His speed work appeared to pay dividends at the Tour, but Great Britain has a formidable depth chart on the track, and Cavendish wasn't selected for his heart's desire, the team pursuit. Instead, he entered the omnium, a grueling two-day, six-event combo plate of fast-twitch and endurance skills.

Cavendish finished second, and his silver was a two-sided coin.

While gold medalist Elia Viviani of Italy shed unrestrained tears of elation, Cavendish -- as is often the case -- found himself enmeshed in controversy.

As he swung sharply right down the steep bank of the Rio Olympic Velodrome to try to position himself for the next sprint in the grind-a-thon 160-lap points race that concluded the omnium on Monday, he clipped wheels with South Korea's Park Sang-hoon.

The ensuing chain reaction also brought down Viviani and Australia's Glenn O'Shea, while Cavendish himself stayed upright. Officials neutralized the race for several long minutes. Viviani and O'Shea were unhurt and able to collect themselves, but Park lay frighteningly still before medical personnel stabilized his neck with a brace and carried him off the track strapped to a stretcher. He was hospitalized, but there was no official word on his condition.

Social media detonated with outrage and calls for Cavendish to be disqualified. After the medal ceremony, along the row of pens holding different broadcast and print media, a Dutch journalist showed Cavendish a replay of the crash and subsequently tweeted their hostile exchange.

Moments later, speaking with print reporters, Cavendish calmly said the incident was, "My fault. I should have been looking where I was going a bit more. I hope [Park]'s all right." Cavendish apologized to Viviani in midrace, once the Italian was rolling again.

Viviani and O'Shea, who finished seventh, said they didn't fault Cavendish.
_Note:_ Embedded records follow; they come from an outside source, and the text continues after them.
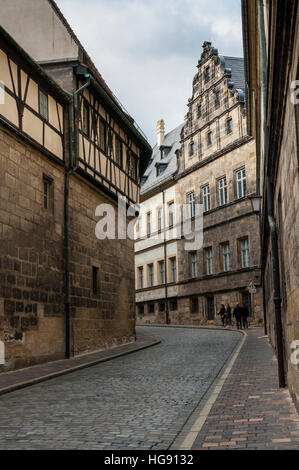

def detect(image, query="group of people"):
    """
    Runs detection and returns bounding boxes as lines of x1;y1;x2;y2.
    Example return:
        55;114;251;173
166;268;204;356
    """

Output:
218;303;249;330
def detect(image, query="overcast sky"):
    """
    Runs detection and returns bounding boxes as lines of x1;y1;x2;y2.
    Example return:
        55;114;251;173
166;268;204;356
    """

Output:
56;0;243;145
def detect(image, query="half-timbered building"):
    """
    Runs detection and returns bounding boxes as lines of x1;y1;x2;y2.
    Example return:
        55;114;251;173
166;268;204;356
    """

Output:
0;4;151;370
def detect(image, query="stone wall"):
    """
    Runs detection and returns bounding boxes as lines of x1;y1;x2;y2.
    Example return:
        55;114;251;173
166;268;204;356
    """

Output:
70;175;135;354
265;22;299;410
0;124;135;371
0;125;64;370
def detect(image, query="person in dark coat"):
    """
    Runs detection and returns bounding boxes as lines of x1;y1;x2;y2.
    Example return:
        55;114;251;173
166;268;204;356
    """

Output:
233;303;243;330
242;305;249;328
218;304;226;326
225;304;232;326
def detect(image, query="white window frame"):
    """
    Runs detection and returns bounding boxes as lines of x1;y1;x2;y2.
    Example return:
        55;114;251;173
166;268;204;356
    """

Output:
218;176;227;206
201;184;211;212
222;243;230;272
236;168;246;199
240;238;249;268
206;248;213;276
159;261;165;284
191;253;198;279
187;192;195;218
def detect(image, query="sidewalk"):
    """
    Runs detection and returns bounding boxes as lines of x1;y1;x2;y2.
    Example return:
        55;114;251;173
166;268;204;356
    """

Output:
192;328;299;450
0;334;160;395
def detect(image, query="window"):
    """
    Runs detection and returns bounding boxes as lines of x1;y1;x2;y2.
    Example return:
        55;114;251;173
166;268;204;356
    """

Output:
205;248;213;276
190;253;198;279
138;304;144;315
39;90;48;119
222;243;230;272
204;67;211;83
197;104;202;119
190;297;198;313
168;202;174;227
157;163;167;176
218;177;227;206
138;267;143;289
148;264;154;287
127;151;137;181
159;261;165;284
99;120;106;152
115;137;123;167
148;304;155;313
189;142;194;157
92;266;99;295
239;238;249;268
146;212;152;237
226;118;233;134
236;168;246;199
202;185;210;212
82;102;90;136
170;258;176;282
187;193;195;218
43;176;54;212
158;207;162;232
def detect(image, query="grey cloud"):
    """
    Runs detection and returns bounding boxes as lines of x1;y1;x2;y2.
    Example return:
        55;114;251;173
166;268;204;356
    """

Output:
56;0;243;144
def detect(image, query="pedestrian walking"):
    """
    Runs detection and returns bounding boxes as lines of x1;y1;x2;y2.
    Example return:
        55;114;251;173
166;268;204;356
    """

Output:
242;305;249;328
218;304;226;327
225;304;232;326
233;302;243;330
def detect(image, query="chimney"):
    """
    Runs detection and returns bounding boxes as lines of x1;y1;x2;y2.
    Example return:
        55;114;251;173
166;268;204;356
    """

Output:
157;119;165;147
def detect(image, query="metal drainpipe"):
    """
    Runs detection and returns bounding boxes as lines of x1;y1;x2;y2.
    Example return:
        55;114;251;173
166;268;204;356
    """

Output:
163;191;169;325
254;0;268;335
64;74;90;359
267;177;286;388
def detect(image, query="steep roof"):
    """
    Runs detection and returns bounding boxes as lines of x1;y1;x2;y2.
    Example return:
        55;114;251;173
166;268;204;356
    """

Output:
140;124;184;195
223;56;245;91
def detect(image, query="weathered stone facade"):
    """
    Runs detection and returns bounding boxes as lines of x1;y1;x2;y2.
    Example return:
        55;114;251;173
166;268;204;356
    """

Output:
242;0;299;410
0;128;65;370
135;43;263;325
0;13;151;372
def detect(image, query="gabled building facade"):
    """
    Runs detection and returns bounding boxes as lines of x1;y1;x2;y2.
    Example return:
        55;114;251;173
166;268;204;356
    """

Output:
135;120;183;323
176;42;262;324
136;42;263;325
0;0;151;370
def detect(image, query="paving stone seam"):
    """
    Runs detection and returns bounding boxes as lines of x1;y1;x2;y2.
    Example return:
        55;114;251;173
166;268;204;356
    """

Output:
169;327;247;450
0;340;161;396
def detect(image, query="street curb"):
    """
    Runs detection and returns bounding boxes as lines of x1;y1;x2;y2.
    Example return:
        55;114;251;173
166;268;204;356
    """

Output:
169;328;248;450
0;340;161;396
136;323;248;335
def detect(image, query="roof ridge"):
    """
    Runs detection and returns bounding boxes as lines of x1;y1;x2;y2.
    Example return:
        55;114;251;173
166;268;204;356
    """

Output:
48;0;124;112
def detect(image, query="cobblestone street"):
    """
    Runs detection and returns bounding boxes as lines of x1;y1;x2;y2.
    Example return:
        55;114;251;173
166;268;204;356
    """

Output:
0;327;241;450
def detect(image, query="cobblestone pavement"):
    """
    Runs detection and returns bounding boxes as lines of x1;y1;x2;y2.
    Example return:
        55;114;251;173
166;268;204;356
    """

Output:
193;328;299;450
0;327;240;450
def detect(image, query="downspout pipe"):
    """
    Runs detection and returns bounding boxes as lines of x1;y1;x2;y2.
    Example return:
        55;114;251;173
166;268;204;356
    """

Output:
64;74;90;359
267;177;286;388
162;191;169;325
255;0;269;335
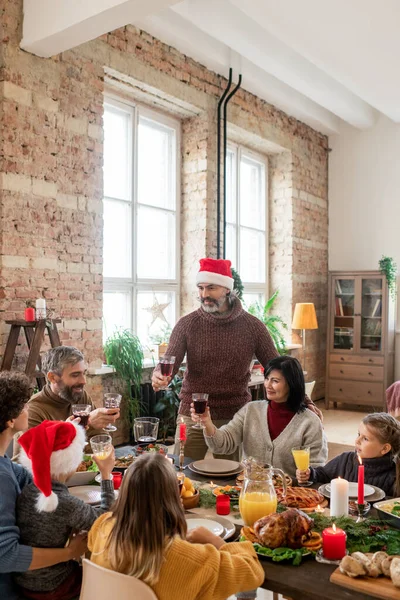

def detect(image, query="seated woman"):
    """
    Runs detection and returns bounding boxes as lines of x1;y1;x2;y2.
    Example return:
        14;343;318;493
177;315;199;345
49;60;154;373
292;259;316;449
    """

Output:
191;356;328;477
88;452;266;600
0;371;86;600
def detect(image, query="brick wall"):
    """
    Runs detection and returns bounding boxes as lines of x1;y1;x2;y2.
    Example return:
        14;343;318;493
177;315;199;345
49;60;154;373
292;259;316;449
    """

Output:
0;0;327;410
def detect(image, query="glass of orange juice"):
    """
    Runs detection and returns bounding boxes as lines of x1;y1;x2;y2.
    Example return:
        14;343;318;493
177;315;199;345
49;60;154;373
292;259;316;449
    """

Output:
292;446;312;487
90;434;112;460
239;491;278;527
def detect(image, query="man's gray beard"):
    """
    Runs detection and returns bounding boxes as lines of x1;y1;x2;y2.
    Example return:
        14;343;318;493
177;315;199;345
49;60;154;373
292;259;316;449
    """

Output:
58;386;83;404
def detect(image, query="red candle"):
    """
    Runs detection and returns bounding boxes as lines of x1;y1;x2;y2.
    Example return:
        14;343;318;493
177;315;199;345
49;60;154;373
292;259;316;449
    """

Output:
179;421;187;442
322;523;347;560
216;494;231;515
25;306;35;321
357;456;364;504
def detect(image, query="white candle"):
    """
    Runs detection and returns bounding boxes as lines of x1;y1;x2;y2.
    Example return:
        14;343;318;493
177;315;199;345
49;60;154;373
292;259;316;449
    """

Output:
331;477;349;517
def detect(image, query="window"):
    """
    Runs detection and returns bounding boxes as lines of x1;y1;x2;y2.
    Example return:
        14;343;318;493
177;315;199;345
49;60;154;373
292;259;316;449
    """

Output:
103;98;180;344
226;146;267;306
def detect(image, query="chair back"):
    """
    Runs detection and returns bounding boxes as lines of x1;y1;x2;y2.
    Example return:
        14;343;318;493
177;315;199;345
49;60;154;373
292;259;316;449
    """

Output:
79;558;157;600
306;381;315;400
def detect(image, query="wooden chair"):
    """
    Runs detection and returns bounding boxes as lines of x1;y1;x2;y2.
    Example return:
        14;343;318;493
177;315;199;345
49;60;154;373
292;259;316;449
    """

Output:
79;558;157;600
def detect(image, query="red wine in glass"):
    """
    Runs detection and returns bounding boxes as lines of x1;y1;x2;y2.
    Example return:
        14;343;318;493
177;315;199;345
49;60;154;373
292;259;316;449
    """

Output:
160;362;174;377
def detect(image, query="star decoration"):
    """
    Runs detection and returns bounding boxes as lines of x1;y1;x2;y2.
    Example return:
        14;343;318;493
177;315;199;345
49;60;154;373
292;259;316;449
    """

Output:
143;296;171;327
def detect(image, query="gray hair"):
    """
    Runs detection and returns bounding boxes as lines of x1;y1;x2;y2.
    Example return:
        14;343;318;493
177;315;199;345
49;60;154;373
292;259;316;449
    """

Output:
42;346;85;377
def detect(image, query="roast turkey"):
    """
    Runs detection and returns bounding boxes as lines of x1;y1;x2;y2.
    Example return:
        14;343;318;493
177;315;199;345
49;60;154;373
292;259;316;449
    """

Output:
253;508;314;548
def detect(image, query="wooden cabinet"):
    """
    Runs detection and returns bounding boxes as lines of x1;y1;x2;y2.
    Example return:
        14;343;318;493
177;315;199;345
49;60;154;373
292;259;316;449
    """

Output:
325;271;395;411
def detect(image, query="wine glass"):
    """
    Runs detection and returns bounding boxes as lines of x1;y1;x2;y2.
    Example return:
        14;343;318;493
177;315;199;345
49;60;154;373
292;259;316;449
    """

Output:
72;404;92;427
192;394;208;429
292;446;312;487
90;434;112;460
103;393;122;431
159;355;175;390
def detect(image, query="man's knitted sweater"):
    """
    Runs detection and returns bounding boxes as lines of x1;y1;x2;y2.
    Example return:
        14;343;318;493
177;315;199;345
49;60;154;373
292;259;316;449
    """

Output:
310;452;396;500
161;299;278;420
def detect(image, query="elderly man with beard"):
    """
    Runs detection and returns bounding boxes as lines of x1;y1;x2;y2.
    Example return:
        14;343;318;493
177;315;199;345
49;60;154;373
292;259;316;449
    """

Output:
19;346;119;439
152;258;319;460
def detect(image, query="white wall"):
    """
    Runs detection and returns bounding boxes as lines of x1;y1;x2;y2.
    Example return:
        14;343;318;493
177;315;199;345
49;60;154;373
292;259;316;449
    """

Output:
329;116;400;379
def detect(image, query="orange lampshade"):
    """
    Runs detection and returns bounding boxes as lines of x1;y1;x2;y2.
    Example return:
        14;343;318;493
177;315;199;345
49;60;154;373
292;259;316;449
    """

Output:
292;302;318;329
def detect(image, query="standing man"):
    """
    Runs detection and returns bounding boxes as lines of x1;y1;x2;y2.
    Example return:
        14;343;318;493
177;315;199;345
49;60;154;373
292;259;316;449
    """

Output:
152;258;314;460
14;346;119;457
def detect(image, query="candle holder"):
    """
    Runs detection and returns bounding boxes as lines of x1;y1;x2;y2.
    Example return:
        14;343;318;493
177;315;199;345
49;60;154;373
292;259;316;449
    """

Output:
315;548;349;565
179;440;185;471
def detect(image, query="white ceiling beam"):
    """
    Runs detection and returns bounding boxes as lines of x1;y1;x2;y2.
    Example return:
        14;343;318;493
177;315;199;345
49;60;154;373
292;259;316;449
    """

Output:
173;0;377;128
21;0;178;57
134;10;340;135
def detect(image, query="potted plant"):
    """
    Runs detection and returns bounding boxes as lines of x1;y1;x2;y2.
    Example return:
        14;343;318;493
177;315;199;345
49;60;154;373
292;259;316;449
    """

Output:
248;290;288;354
103;329;143;430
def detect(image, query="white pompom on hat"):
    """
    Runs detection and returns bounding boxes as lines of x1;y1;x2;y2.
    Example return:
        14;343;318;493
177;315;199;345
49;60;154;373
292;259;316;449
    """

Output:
18;421;86;512
196;258;233;291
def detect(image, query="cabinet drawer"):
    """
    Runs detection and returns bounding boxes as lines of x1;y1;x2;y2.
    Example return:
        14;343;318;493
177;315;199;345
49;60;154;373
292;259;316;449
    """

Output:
329;381;385;406
329;363;383;382
329;354;384;365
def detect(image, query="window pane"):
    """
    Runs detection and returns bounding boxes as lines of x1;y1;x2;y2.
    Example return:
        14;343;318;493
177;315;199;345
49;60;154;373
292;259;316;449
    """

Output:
242;293;265;310
240;156;265;231
136;206;176;279
103;105;132;200
103;200;132;278
226;223;237;269
138;117;176;210
103;291;132;340
226;150;237;223
239;227;265;283
136;291;175;345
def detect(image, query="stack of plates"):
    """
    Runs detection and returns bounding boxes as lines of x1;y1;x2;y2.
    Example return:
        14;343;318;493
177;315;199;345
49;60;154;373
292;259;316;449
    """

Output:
189;458;243;479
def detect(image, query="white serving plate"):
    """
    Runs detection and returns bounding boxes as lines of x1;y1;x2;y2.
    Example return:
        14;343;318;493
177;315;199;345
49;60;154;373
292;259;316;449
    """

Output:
326;481;375;498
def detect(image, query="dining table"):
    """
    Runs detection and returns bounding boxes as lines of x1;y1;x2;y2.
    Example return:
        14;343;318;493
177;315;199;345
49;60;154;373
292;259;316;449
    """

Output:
115;446;376;600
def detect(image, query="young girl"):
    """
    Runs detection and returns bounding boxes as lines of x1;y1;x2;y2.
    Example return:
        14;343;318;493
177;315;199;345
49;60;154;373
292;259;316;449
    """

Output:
14;421;115;600
88;454;264;600
296;413;400;496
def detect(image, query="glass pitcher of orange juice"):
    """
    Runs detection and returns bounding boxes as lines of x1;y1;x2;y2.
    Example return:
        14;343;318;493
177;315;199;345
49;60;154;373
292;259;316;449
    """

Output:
239;457;286;527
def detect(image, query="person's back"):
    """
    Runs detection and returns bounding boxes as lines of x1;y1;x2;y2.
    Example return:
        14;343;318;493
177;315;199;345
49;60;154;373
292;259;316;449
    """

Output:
88;454;264;600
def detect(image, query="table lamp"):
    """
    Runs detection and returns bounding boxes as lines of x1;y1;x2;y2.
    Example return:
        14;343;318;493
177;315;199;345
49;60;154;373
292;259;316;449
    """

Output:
292;302;318;373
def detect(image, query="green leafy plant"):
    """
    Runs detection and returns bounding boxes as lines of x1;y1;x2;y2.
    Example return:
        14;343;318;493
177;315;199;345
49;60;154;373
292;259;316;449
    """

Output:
379;256;397;300
153;368;184;441
231;268;244;300
248;290;288;354
103;329;143;426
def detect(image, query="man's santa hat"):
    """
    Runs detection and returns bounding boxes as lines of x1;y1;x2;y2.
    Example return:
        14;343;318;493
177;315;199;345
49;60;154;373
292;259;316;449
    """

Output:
18;421;86;512
196;258;233;291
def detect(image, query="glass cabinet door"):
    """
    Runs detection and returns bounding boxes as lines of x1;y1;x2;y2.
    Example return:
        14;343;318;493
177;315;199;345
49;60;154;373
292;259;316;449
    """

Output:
333;278;355;350
360;278;383;352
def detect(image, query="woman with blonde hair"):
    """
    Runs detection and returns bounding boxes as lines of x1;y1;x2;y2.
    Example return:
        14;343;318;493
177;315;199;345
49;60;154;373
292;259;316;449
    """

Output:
88;454;264;600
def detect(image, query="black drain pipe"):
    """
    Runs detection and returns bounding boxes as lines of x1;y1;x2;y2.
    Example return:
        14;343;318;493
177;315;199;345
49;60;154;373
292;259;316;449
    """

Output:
217;69;232;258
222;75;242;258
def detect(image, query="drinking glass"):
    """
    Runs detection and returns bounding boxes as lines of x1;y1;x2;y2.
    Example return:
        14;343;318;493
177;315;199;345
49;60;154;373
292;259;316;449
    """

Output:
192;394;208;429
133;417;160;444
72;404;92;427
292;446;312;487
103;394;122;431
90;434;112;460
159;354;175;390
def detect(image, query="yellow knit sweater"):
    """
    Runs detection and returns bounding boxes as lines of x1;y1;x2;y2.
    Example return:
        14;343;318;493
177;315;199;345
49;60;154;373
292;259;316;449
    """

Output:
88;513;264;600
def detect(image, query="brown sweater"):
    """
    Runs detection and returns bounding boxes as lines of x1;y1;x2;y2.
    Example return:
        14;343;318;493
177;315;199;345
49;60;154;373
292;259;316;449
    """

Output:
159;299;278;419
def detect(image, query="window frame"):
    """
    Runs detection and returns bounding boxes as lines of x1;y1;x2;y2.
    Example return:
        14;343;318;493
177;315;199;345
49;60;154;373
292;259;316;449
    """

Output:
103;92;181;341
226;141;269;299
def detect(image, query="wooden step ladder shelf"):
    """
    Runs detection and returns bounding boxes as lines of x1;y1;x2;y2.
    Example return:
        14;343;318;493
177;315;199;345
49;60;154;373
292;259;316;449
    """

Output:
0;319;61;390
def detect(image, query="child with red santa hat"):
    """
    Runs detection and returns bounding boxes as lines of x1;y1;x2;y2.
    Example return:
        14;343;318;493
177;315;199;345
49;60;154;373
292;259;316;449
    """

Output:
14;421;115;600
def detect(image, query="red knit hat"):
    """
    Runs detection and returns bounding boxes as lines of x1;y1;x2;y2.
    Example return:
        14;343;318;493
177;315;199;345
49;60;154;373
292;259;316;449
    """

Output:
18;421;86;512
196;258;233;291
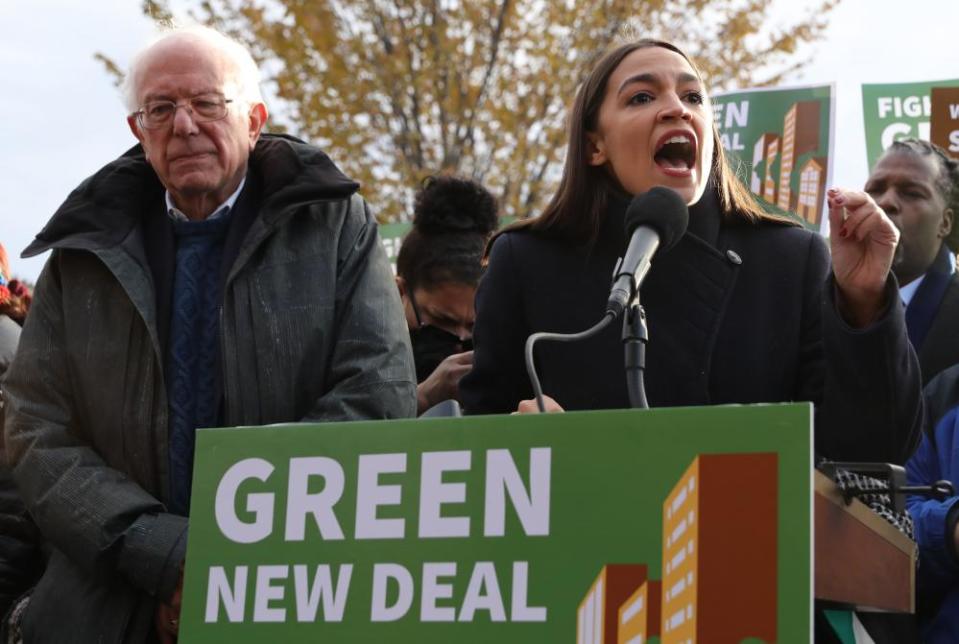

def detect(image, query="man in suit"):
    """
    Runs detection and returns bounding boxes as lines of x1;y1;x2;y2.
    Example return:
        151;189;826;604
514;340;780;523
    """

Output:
865;139;959;385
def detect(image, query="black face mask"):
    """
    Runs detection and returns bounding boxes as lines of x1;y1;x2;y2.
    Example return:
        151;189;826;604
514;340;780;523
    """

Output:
410;288;473;382
410;324;473;382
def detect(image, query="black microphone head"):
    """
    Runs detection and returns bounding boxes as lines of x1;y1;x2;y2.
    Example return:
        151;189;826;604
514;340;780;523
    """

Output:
626;186;689;251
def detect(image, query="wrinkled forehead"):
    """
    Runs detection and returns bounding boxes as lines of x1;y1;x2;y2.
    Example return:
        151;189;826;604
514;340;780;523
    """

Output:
134;34;237;101
606;46;705;93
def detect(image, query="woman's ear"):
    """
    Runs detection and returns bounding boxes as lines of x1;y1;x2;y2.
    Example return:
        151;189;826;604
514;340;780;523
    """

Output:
586;132;608;165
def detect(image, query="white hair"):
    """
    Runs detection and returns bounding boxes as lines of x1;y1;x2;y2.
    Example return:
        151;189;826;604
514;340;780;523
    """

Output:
120;24;263;114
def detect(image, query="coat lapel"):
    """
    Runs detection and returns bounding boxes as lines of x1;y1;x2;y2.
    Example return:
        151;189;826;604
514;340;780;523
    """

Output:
641;233;737;407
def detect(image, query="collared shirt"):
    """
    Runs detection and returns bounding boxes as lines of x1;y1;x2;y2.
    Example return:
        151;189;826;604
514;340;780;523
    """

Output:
163;175;246;221
899;262;956;306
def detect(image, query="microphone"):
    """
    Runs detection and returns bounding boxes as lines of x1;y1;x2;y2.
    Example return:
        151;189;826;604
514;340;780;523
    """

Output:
606;186;689;317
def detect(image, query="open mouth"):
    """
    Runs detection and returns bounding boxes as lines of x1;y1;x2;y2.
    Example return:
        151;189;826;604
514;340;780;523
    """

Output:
653;132;696;172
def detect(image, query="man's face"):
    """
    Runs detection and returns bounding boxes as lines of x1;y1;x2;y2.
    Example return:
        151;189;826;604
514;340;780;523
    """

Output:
865;152;953;285
128;37;266;219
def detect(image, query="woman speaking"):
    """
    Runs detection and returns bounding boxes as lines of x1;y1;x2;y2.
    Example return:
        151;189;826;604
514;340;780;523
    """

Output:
460;40;921;462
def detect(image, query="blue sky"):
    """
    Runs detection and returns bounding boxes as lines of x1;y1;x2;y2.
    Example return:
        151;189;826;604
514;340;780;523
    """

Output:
0;0;959;279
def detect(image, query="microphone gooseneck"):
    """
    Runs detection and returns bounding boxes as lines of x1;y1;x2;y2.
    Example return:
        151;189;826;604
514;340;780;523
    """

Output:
525;187;689;412
606;186;689;317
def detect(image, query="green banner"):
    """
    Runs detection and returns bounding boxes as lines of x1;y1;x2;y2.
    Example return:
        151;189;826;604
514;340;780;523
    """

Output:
713;85;833;230
862;80;959;170
181;404;812;644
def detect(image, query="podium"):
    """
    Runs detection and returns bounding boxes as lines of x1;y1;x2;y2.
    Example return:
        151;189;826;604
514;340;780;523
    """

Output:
180;403;814;644
813;471;918;613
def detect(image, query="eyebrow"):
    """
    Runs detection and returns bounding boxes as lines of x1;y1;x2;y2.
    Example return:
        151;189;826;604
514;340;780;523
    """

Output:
616;72;700;94
864;175;935;192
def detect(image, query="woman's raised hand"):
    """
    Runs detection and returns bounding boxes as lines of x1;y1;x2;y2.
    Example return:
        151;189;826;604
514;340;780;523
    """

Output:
828;188;899;328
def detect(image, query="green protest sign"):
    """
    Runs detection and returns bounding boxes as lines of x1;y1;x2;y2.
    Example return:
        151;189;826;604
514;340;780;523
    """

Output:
181;404;812;644
713;85;833;230
862;80;959;168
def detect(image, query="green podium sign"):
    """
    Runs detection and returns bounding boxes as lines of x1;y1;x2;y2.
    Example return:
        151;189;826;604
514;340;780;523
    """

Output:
181;404;812;644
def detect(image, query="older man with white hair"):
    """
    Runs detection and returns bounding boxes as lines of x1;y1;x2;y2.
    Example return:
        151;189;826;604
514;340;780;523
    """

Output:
5;27;416;642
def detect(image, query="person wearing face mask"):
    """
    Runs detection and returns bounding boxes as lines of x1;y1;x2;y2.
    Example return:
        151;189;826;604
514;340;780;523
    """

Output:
396;175;497;414
460;40;922;463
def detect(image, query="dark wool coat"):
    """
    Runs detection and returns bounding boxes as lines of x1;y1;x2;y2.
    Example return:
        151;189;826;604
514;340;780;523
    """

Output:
5;136;416;643
460;191;922;463
906;244;959;384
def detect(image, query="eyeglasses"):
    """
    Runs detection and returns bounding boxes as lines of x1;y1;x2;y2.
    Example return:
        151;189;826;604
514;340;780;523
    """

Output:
133;94;233;130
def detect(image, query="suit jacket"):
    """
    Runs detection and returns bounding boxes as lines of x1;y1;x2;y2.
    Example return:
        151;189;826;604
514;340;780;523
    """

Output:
460;191;922;463
906;244;959;385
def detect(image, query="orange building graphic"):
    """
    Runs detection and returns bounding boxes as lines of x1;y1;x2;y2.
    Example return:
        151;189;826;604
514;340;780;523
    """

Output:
749;132;779;203
796;157;826;223
776;101;819;210
576;564;647;644
616;581;662;644
660;454;778;644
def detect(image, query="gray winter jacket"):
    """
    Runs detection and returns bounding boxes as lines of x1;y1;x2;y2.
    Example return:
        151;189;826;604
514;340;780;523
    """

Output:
5;136;416;642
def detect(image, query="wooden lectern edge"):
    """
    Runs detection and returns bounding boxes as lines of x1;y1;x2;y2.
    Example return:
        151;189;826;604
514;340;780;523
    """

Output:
814;470;917;557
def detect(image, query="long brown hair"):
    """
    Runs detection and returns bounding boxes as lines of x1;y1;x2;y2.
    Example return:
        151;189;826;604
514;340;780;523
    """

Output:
491;38;794;243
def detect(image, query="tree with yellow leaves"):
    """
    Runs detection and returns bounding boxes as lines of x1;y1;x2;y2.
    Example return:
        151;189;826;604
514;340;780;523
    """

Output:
120;0;838;222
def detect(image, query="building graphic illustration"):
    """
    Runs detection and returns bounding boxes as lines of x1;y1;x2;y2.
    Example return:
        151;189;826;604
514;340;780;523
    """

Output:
616;580;662;644
576;564;647;644
749;132;779;203
576;453;778;644
776;101;820;219
796;157;826;223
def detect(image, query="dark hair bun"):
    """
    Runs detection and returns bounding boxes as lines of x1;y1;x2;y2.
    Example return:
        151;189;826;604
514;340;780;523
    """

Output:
413;175;498;236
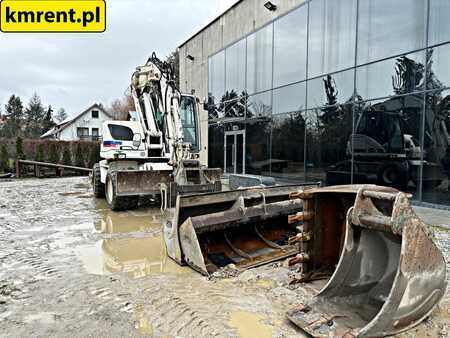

"I saw it happen, and I went for a gap, to be honest," said O'Shea, who later watched the replay on the video board. "I didn't make the gap, so over I went. Probably didn't quite have the legs tonight anyway. That's just track racing; you can't blame it on him."

As Viviani, 27, who rides for Team Sky on the road, explained, "We're on a track, no brakes. When one guy changes directions in front of you and someone else is not ready to change directions, you crash."

When Cavendish described himself as "a marked man" in cycling lingo, referring to the fact that the other men high in the standings stubbornly refused to let him get enough space for bonus points, it couldn't help but echo with a double meaning. His excellence over time has only magnified expectations.

"I decided halfway I couldn't get a lap, no one was going to let me get a lap," Cavendish said. He settled for grabbing points in the sprints that come every 10 laps, and it was enough to hold on for second. His expression blended relief with slight rue as he greeted his wife and children.

Inevitably, Cavendish was asked whether he'd give the Olympics another whirl.

"I just don't know if I'm going to be arsed to answer to all you lot in four years' time -- 'Oh, you missed gold in Rio, do you want to go for gold this time? It's the only thing you're missing,'" he teased back with a wan smile.

When reporters tried to entice him into commenting on remarks by fellow Team GB star Bradley Wiggins about his absence from the team pursuit, he wouldn't bite.

"Anything I say now will be clickbait," Cavendish said before lavishing praise on the team.

No disagreement about that. Cavendish, so skilled at accelerating toward a finish line, probably won't be able to get a lap on his own fame.